Les magistrats ne veulent pas d'un emprisonnement systématique

Le ministre de la Justice, Koen Geens (CD&V), veut faire exécuter toutes les peines de prison ferme, même les peines les plus courtes, inférieures à 4 mois.

Les condamnations pour des délits de roulage, par exemple. Il est très rare aujourd'hui que les condamnés soient réellement emprisonnés. Mais ça pourrait changer. Le ministre Koen Geens prépare, en ce moment, un projet de loi qui doit mettre fin, dit-il, à une certaine impunité. Voyons ce qu'en pensent les juges qui prononcent ces peines de prison. Nous avons posé trois questions à Manuela Cadelli, juge au tribunal de première instance de Namur et présidente de l'association syndicale des magistrats.

Est-ce c'est une bonne chose de faire exécuter toutes les peines de prison ?

"J'observe d'abord un revirement total par rapport aux annonces qui ont été faites qui allaient vers moins d'emprisonnement. Ces annonces consistaient à dire que les sociétés démocratiques et modernes devaient réduire considérablement l'emprisonnement. Là, ça va complètement dans l'autre sens. Le projet "pot-pourri II" prévoit que les juges vont pouvoir monter jusque 40 ans d'emprisonnement. C'est tout à fait contre-productif. L'emprisonnement coûte très cher. Le ministre l'a lui-même chiffré dans son plan justice. L'emprisonnement est la mesure qui coûte le plus cher à l'ensemble des citoyens belges et qui est la moins efficace en termes de reclassement et même de sanction. Je suis très très étonnée et je ne comprends pas. Je me demande si c'est une pression populiste qui s'exprime là et qui fait que nous avons affaire à un total revirement."

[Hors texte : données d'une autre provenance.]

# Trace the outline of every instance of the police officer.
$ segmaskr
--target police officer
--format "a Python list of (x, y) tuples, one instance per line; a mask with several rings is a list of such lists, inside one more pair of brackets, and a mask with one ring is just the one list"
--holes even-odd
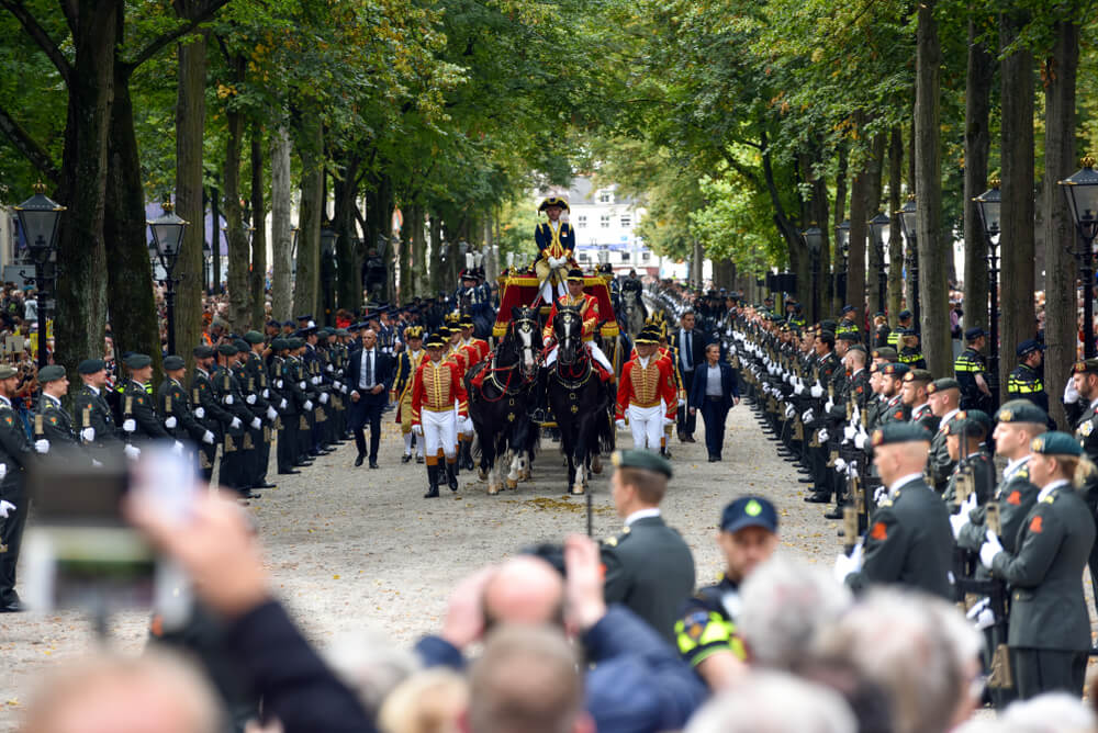
[(770, 560), (777, 541), (777, 511), (761, 496), (740, 497), (720, 515), (717, 546), (725, 557), (720, 583), (701, 588), (675, 622), (679, 653), (714, 691), (726, 689), (747, 672), (747, 651), (736, 623), (740, 585)]

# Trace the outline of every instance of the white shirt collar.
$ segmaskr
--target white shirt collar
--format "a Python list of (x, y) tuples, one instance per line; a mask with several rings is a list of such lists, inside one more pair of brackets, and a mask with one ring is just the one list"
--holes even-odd
[(1057, 478), (1047, 486), (1041, 489), (1041, 493), (1037, 495), (1038, 501), (1043, 501), (1053, 490), (1060, 488), (1061, 486), (1071, 486), (1072, 482), (1066, 478)]
[(896, 496), (896, 492), (898, 492), (904, 486), (907, 486), (912, 481), (921, 481), (921, 480), (922, 480), (922, 474), (921, 473), (909, 473), (906, 476), (900, 476), (899, 478), (897, 478), (896, 481), (894, 481), (892, 484), (889, 484), (889, 486), (888, 486), (888, 496), (890, 496), (890, 497), (892, 496)]
[(628, 527), (638, 519), (648, 519), (649, 517), (659, 517), (659, 516), (660, 516), (659, 507), (649, 507), (648, 509), (637, 509), (631, 515), (625, 518), (625, 526)]

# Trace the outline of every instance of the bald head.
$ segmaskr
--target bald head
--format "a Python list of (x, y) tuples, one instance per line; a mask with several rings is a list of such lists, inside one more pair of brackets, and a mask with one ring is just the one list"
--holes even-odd
[(484, 586), (484, 619), (497, 623), (557, 623), (564, 618), (564, 578), (538, 557), (508, 560)]

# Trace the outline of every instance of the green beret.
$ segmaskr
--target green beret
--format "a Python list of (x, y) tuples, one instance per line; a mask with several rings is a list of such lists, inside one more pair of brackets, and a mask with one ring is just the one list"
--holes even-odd
[(991, 430), (991, 418), (981, 409), (957, 410), (945, 424), (945, 435), (984, 438)]
[[(3, 379), (3, 376), (0, 376)], [(1030, 450), (1034, 453), (1045, 453), (1049, 455), (1083, 455), (1083, 447), (1074, 437), (1066, 432), (1054, 430), (1038, 436), (1030, 443)]]
[(621, 450), (610, 454), (610, 463), (618, 469), (643, 469), (671, 477), (671, 463), (652, 451)]
[(38, 382), (45, 384), (46, 382), (56, 382), (57, 380), (65, 379), (65, 368), (58, 366), (57, 364), (51, 364), (48, 366), (43, 366), (38, 370)]
[(956, 380), (945, 376), (940, 380), (934, 380), (927, 386), (927, 392), (934, 394), (935, 392), (942, 392), (943, 390), (960, 390), (961, 383)]
[(930, 442), (930, 432), (917, 422), (889, 422), (873, 431), (873, 447), (893, 443)]
[(125, 358), (123, 363), (126, 369), (145, 369), (153, 363), (153, 358), (147, 353), (132, 353)]
[(1029, 399), (1011, 399), (1002, 404), (999, 411), (995, 414), (995, 419), (999, 422), (1037, 422), (1038, 425), (1045, 425), (1049, 422), (1049, 414)]
[(77, 364), (76, 371), (81, 374), (96, 374), (107, 369), (107, 362), (102, 359), (85, 359)]

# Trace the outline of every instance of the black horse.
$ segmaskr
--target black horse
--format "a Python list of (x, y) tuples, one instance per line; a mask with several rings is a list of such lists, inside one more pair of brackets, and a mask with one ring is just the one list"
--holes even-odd
[(511, 313), (512, 322), (495, 351), (464, 377), (489, 494), (498, 494), (502, 487), (498, 459), (509, 462), (507, 488), (518, 486), (518, 480), (529, 471), (536, 439), (528, 407), (539, 368), (540, 329), (535, 311), (512, 308)]
[(601, 452), (614, 449), (614, 432), (606, 417), (609, 390), (583, 346), (583, 316), (579, 307), (558, 306), (552, 328), (557, 361), (549, 370), (549, 406), (568, 458), (569, 490), (583, 494), (592, 459), (597, 462)]

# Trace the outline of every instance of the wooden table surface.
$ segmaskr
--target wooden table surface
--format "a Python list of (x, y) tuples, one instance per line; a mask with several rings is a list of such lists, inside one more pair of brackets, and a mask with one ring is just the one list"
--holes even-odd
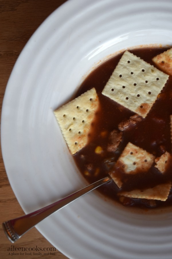
[[(0, 0), (0, 98), (1, 109), (8, 80), (15, 62), (33, 33), (47, 16), (67, 0)], [(1, 223), (23, 215), (8, 181), (1, 152), (0, 157), (0, 258), (9, 258), (12, 243), (2, 229)], [(35, 228), (13, 244), (15, 247), (46, 248), (52, 246)], [(15, 251), (14, 251), (15, 252)], [(10, 251), (11, 254), (12, 252)], [(67, 258), (56, 249), (55, 255), (14, 255), (16, 259)]]

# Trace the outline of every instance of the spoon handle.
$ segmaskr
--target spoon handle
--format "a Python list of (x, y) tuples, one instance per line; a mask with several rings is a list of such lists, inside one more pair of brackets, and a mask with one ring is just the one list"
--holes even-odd
[(2, 224), (4, 232), (10, 241), (14, 243), (47, 217), (86, 193), (110, 181), (111, 179), (109, 177), (105, 177), (42, 209), (19, 218), (5, 221)]

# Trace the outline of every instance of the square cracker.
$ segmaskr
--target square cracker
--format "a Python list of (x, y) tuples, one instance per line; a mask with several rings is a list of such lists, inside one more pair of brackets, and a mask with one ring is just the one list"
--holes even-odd
[(152, 60), (159, 68), (172, 76), (172, 48), (157, 55)]
[(153, 188), (140, 190), (136, 189), (130, 192), (121, 192), (120, 196), (131, 198), (158, 200), (165, 201), (168, 198), (171, 187), (171, 182), (157, 185)]
[(87, 144), (99, 104), (95, 88), (92, 88), (54, 111), (72, 155)]
[(134, 174), (148, 171), (154, 159), (152, 154), (129, 142), (117, 163), (122, 165), (126, 174)]
[(162, 174), (165, 173), (166, 170), (168, 162), (171, 157), (171, 155), (168, 152), (166, 152), (159, 157), (155, 159), (156, 164), (155, 167), (158, 169)]
[(126, 51), (102, 93), (145, 118), (169, 76)]

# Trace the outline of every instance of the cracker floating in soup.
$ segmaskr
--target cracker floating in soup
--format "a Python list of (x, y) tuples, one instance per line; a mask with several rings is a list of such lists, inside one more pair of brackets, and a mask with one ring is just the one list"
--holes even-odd
[(158, 68), (172, 75), (172, 48), (157, 55), (152, 60)]
[(152, 154), (129, 142), (117, 163), (121, 165), (125, 174), (133, 174), (148, 171), (154, 159)]
[(168, 198), (171, 187), (171, 182), (159, 184), (153, 188), (143, 190), (136, 189), (130, 192), (119, 193), (120, 196), (131, 198), (158, 200), (165, 201)]
[(99, 105), (95, 88), (56, 110), (54, 113), (71, 154), (86, 144)]
[(110, 176), (98, 191), (124, 206), (172, 205), (172, 76), (152, 65), (165, 49), (119, 53), (54, 112), (83, 177)]
[(155, 159), (156, 163), (155, 167), (158, 169), (162, 174), (165, 173), (168, 166), (168, 162), (171, 157), (171, 155), (166, 151), (161, 157), (157, 157)]
[(128, 51), (102, 94), (145, 118), (169, 76)]

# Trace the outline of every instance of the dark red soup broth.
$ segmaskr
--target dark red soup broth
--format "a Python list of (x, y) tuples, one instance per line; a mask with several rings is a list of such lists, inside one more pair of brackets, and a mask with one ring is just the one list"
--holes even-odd
[[(151, 64), (152, 59), (166, 50), (159, 48), (140, 48), (130, 50)], [(110, 133), (118, 130), (118, 125), (135, 114), (108, 97), (101, 92), (123, 53), (113, 57), (98, 66), (87, 77), (75, 97), (92, 87), (98, 94), (100, 107), (93, 122), (93, 130), (90, 132), (87, 145), (73, 156), (75, 162), (84, 177), (90, 183), (108, 176), (125, 147), (129, 142), (159, 157), (166, 151), (171, 153), (170, 115), (172, 114), (172, 77), (170, 76), (165, 87), (146, 118), (130, 130), (123, 132), (122, 140), (115, 151), (108, 150)], [(153, 89), (150, 89), (150, 91)], [(97, 146), (103, 149), (101, 155), (95, 152)], [(125, 198), (120, 199), (119, 191), (129, 191), (153, 187), (157, 184), (172, 180), (172, 161), (169, 163), (166, 172), (162, 174), (154, 166), (145, 173), (126, 176), (119, 189), (113, 181), (99, 188), (106, 197), (127, 206), (154, 208), (172, 204), (172, 190), (165, 201), (145, 199)]]

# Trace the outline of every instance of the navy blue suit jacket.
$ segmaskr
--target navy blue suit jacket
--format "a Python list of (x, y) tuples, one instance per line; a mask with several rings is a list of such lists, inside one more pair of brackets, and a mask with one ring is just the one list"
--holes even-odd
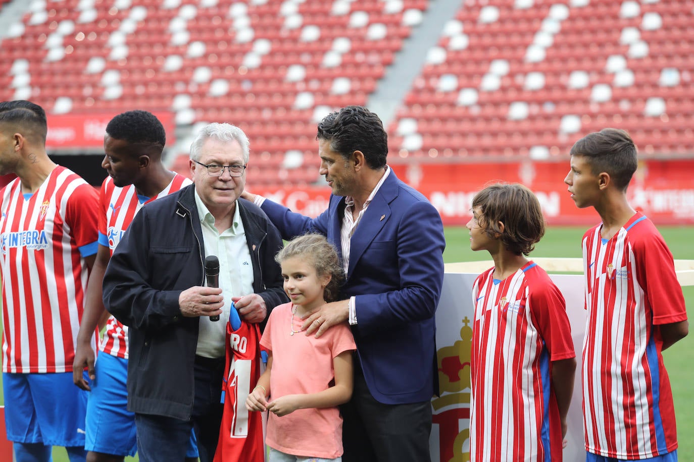
[[(314, 219), (269, 200), (262, 208), (283, 238), (320, 233), (341, 255), (345, 206), (344, 197), (331, 195), (328, 210)], [(356, 296), (357, 357), (381, 402), (419, 402), (438, 393), (434, 314), (445, 246), (439, 212), (391, 170), (352, 236), (341, 291), (343, 299)]]

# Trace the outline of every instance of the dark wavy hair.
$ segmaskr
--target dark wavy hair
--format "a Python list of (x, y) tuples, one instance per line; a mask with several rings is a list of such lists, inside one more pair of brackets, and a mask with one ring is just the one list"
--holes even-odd
[(46, 111), (31, 101), (17, 100), (0, 103), (0, 123), (15, 125), (26, 130), (22, 133), (25, 137), (33, 135), (37, 141), (46, 143), (48, 132)]
[(636, 147), (632, 137), (617, 128), (603, 128), (588, 134), (574, 143), (570, 154), (585, 158), (593, 175), (607, 173), (622, 190), (626, 190), (638, 165)]
[(330, 281), (325, 286), (323, 298), (325, 301), (337, 300), (340, 286), (345, 278), (344, 270), (337, 256), (334, 245), (328, 242), (322, 234), (304, 234), (294, 238), (275, 256), (280, 265), (287, 258), (300, 257), (310, 261), (319, 276), (330, 275)]
[(164, 125), (147, 111), (128, 111), (118, 114), (106, 125), (106, 133), (111, 138), (139, 145), (160, 154), (167, 143)]
[[(473, 199), (480, 207), (480, 226), (489, 236), (500, 235), (501, 242), (516, 255), (527, 255), (545, 235), (545, 218), (532, 191), (518, 183), (487, 186)], [(504, 224), (502, 231), (499, 222)]]
[(347, 106), (325, 116), (318, 124), (316, 139), (330, 141), (330, 149), (346, 160), (361, 151), (372, 170), (386, 164), (388, 135), (383, 123), (363, 106)]

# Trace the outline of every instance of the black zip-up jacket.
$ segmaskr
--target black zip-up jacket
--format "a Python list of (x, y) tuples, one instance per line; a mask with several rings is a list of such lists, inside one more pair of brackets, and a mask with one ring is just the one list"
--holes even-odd
[[(204, 285), (205, 245), (194, 188), (143, 207), (103, 278), (104, 305), (130, 328), (128, 409), (133, 412), (187, 420), (192, 411), (199, 318), (181, 314), (178, 296)], [(274, 260), (282, 238), (259, 207), (243, 199), (237, 204), (253, 260), (253, 291), (269, 315), (288, 301)]]

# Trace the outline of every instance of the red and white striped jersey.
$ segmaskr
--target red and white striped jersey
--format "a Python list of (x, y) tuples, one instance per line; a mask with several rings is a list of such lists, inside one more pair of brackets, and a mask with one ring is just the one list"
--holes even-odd
[(670, 380), (657, 325), (686, 319), (672, 255), (637, 213), (609, 240), (601, 225), (583, 237), (586, 450), (645, 459), (677, 447)]
[[(233, 307), (231, 308), (235, 310)], [(260, 377), (260, 328), (242, 321), (232, 330), (226, 323), (224, 411), (214, 462), (263, 462), (262, 413), (248, 411), (246, 399)]]
[[(99, 197), (99, 243), (108, 247), (113, 255), (121, 238), (135, 214), (145, 204), (178, 191), (192, 181), (178, 173), (166, 188), (154, 197), (140, 197), (134, 185), (119, 188), (108, 177), (101, 184)], [(143, 200), (144, 202), (140, 202)], [(112, 316), (108, 318), (106, 330), (99, 349), (112, 356), (128, 359), (128, 327)]]
[(561, 461), (551, 362), (575, 357), (564, 297), (532, 261), (493, 272), (473, 286), (470, 460)]
[(0, 191), (3, 372), (72, 371), (75, 339), (96, 253), (97, 195), (58, 166), (25, 197), (19, 179)]

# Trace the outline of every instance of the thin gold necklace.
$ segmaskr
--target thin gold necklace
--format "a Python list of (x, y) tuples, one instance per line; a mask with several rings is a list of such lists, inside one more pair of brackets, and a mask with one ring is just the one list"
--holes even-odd
[(294, 334), (298, 334), (302, 332), (303, 329), (299, 328), (298, 330), (294, 330), (294, 314), (296, 314), (296, 306), (294, 305), (291, 305), (291, 311), (289, 313), (289, 321), (291, 321), (291, 332), (289, 332), (289, 335), (294, 335)]

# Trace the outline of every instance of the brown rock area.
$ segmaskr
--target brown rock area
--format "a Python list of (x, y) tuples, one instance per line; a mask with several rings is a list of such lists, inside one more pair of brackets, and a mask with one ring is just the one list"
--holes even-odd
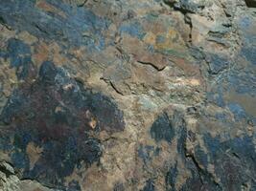
[(0, 190), (256, 190), (254, 0), (0, 0)]

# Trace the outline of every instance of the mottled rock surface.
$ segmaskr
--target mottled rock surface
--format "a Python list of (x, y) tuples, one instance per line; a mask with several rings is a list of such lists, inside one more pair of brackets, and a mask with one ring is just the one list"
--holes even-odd
[(0, 190), (256, 190), (255, 0), (0, 0)]

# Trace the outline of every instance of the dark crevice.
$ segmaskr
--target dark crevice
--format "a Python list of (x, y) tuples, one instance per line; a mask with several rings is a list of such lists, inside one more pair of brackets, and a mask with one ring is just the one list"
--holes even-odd
[(122, 92), (120, 92), (119, 90), (117, 90), (115, 85), (110, 80), (105, 79), (104, 77), (101, 77), (101, 79), (104, 80), (105, 83), (109, 84), (117, 94), (119, 94), (121, 96), (124, 96), (124, 94)]
[(161, 71), (165, 70), (165, 68), (166, 68), (165, 66), (162, 67), (162, 68), (158, 68), (154, 64), (152, 64), (151, 62), (144, 62), (144, 61), (140, 61), (140, 60), (137, 60), (137, 62), (140, 63), (140, 64), (143, 64), (143, 65), (150, 65), (150, 66), (151, 66), (152, 68), (154, 68), (158, 72), (161, 72)]

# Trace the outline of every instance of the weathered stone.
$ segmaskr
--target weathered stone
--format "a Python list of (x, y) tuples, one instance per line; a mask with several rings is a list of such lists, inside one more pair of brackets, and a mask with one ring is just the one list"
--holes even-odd
[(0, 0), (0, 190), (256, 190), (253, 0)]

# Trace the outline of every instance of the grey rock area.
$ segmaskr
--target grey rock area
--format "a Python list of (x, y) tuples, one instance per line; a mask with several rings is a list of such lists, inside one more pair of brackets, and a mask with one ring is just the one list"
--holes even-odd
[(255, 0), (0, 0), (0, 190), (255, 191)]

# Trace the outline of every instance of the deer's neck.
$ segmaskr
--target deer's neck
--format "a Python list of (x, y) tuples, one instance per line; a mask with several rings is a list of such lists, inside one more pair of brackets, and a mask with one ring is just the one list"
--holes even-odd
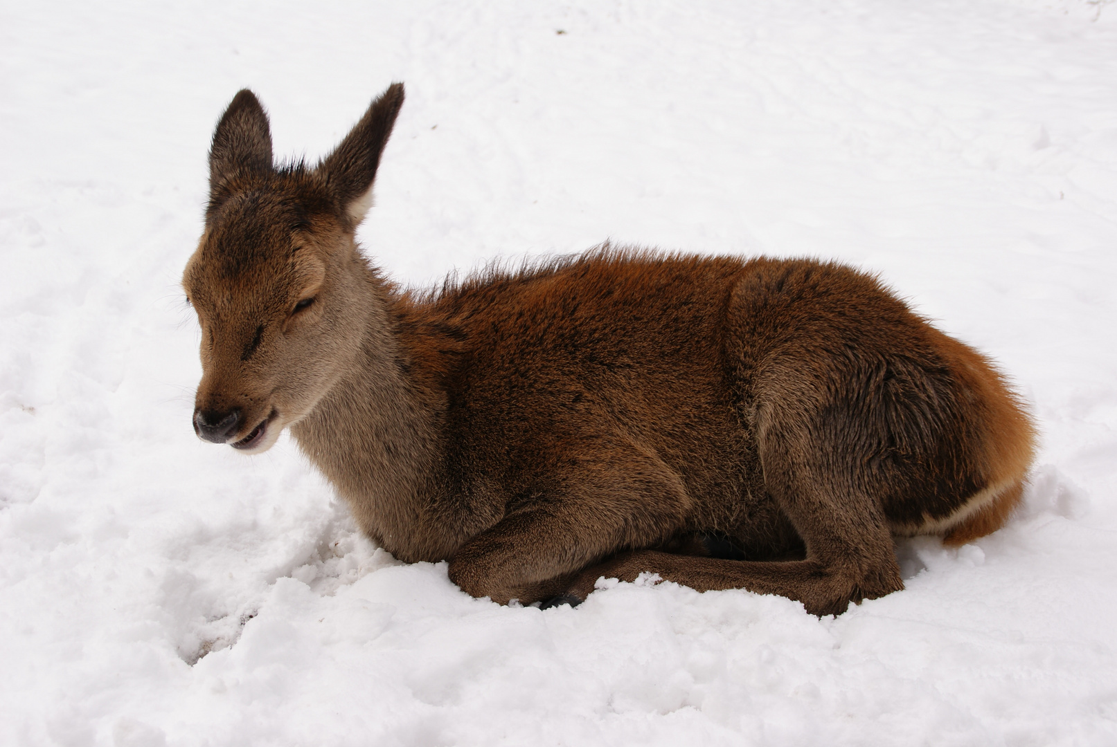
[(403, 301), (375, 278), (371, 285), (374, 303), (352, 370), (292, 434), (378, 544), (409, 562), (442, 560), (456, 546), (431, 516), (443, 498), (445, 395), (414, 370), (398, 333)]

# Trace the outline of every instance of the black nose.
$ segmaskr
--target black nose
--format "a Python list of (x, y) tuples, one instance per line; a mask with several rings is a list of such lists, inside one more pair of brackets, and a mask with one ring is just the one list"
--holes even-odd
[(194, 433), (202, 440), (223, 444), (229, 440), (229, 436), (237, 433), (239, 427), (240, 408), (235, 407), (228, 413), (194, 410)]

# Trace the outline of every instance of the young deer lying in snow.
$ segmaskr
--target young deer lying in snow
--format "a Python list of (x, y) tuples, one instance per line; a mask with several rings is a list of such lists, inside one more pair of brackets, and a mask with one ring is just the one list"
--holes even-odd
[(892, 535), (961, 544), (1020, 499), (1020, 400), (849, 268), (605, 246), (401, 291), (353, 236), (402, 103), (315, 168), (273, 166), (251, 93), (221, 117), (183, 279), (201, 438), (290, 427), (378, 544), (502, 603), (653, 572), (838, 613), (903, 589)]

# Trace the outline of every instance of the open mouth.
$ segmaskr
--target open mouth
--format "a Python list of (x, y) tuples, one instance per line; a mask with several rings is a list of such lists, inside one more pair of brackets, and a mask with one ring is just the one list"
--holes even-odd
[(278, 413), (276, 413), (273, 409), (271, 414), (268, 415), (268, 417), (260, 420), (260, 425), (252, 428), (248, 433), (248, 435), (241, 438), (240, 440), (232, 442), (231, 444), (229, 444), (229, 446), (233, 448), (255, 448), (259, 446), (264, 442), (264, 437), (268, 433), (268, 424), (275, 419), (276, 415), (278, 415)]

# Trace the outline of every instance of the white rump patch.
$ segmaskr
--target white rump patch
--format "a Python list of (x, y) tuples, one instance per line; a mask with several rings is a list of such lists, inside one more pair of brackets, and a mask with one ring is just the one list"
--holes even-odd
[(372, 185), (365, 190), (364, 194), (354, 200), (345, 208), (349, 216), (353, 219), (353, 223), (360, 223), (364, 220), (364, 216), (369, 214), (369, 208), (372, 207)]

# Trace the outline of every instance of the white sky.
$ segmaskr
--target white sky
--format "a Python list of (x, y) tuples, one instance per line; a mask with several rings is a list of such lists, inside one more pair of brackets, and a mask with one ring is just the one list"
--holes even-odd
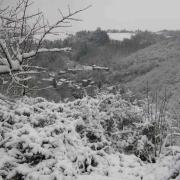
[[(5, 0), (5, 2), (16, 0)], [(83, 22), (73, 23), (72, 31), (82, 29), (162, 30), (180, 29), (180, 0), (34, 0), (34, 8), (43, 10), (55, 21), (57, 9), (67, 12), (67, 6), (77, 10), (87, 5), (90, 9), (78, 15)]]

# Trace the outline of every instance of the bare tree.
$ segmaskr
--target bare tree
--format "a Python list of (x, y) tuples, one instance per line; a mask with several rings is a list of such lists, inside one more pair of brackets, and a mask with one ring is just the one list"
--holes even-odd
[(50, 24), (42, 12), (30, 13), (31, 5), (30, 0), (19, 0), (14, 7), (0, 8), (0, 74), (9, 74), (13, 83), (24, 88), (28, 88), (24, 82), (30, 79), (30, 74), (39, 69), (29, 66), (32, 57), (41, 52), (70, 50), (41, 48), (46, 36), (56, 29), (70, 27), (71, 21), (79, 21), (74, 15), (89, 8), (71, 12), (68, 7), (66, 15), (59, 10), (59, 19)]

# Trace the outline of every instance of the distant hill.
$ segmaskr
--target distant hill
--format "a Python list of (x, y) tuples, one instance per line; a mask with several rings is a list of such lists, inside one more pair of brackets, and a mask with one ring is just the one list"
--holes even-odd
[(148, 82), (152, 93), (163, 94), (166, 89), (171, 103), (180, 98), (180, 39), (164, 40), (139, 50), (118, 64), (113, 81), (144, 95)]

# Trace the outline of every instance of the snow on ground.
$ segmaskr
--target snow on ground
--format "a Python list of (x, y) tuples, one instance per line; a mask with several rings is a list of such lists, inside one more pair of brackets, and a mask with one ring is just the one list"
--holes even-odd
[(112, 40), (123, 41), (124, 39), (131, 39), (134, 33), (108, 33), (108, 36)]
[[(104, 96), (57, 104), (42, 98), (0, 100), (0, 179), (178, 180), (178, 148), (168, 150), (157, 163), (145, 163), (135, 155), (115, 152), (102, 129), (96, 133), (104, 147), (98, 150), (97, 143), (91, 148), (78, 127), (89, 121), (89, 126), (100, 128), (91, 115), (104, 107), (105, 100)], [(121, 111), (126, 104), (121, 104)]]

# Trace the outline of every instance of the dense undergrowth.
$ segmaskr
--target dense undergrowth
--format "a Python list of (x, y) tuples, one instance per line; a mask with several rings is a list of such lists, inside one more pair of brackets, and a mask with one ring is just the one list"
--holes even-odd
[[(163, 122), (149, 118), (146, 103), (130, 96), (102, 93), (68, 103), (25, 97), (0, 103), (2, 179), (61, 180), (117, 173), (146, 179), (144, 164), (158, 161), (168, 144), (168, 115)], [(179, 162), (179, 156), (176, 159)], [(123, 162), (129, 165), (125, 168)]]

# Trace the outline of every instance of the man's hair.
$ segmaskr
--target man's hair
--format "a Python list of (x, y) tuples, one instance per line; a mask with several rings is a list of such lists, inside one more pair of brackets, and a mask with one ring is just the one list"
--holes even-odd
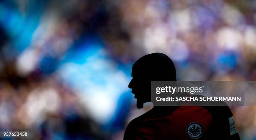
[(161, 53), (148, 54), (139, 59), (133, 71), (148, 75), (151, 80), (176, 81), (176, 70), (172, 60)]

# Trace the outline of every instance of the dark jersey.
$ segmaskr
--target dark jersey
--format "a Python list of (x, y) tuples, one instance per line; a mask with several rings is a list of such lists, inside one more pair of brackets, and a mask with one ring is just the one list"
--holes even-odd
[(133, 120), (124, 140), (240, 140), (228, 106), (173, 108), (166, 115), (153, 108)]

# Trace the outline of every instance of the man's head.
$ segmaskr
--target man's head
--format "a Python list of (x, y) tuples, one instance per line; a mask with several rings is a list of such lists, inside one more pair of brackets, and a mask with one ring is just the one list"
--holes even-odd
[(137, 106), (142, 108), (150, 102), (151, 81), (176, 81), (175, 67), (171, 59), (161, 53), (146, 55), (133, 66), (133, 79), (128, 87), (137, 99)]

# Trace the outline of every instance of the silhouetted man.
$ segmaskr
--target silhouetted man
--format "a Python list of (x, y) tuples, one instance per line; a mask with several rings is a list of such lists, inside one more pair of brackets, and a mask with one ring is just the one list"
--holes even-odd
[[(174, 65), (166, 55), (145, 55), (133, 65), (129, 84), (138, 108), (151, 101), (151, 81), (176, 81)], [(124, 140), (240, 140), (226, 106), (154, 106), (128, 125)]]

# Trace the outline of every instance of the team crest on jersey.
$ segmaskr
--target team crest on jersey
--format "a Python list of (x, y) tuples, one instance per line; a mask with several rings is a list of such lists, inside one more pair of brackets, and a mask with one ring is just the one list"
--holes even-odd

Mais certains sont condamnés à des peines de prison qu'ils n'effectuent jamais. Est-ce qu'il n'y a pas tout de même ce sentiment d'impunité dont parle le ministre ?  

"C'est pour cela que les magistrats réclament des mesures alternatives depuis toujours. On dit que les peines de roulage doivent être désormais sanctionnées concrètement. Les magistrats le disent depuis des décennies. Mais n'est-ce pas plus efficace d'envoyer quelqu'un pendant ses congés, tous ses samedis et vendredis soirs aux urgences d'un hôpital pour qu'il voit de lui-même quels dégâts cause la délinquance automobile. C'est ça qui met du plomb dans la cervelle de certains automobilistes.

Donc, selon vous, l’emprisonnement ne serait pas utile pour ce genre de délit ?

"Pour des peines en-dessous de quatre mois, nous sommes tous bien d'accord que ce ne sont pas des choses qui compromettent la sécurité de l'Etat Belge de manière fondamentale. Soyons concret, efficace et moderne. Ici, c'est quelque chose que nous ne comprenons pas. Vous avez quelqu'un qui travaille et qui va devoir aller passer deux mois en prison pour une peine en matière de roulage. Mais enfin, qui y gagne ?"

Le projet de loi du ministre doit être débattu au Parlement dans les prochains jours. Il pourrait s'appliquer dès le début de l'année prochaine.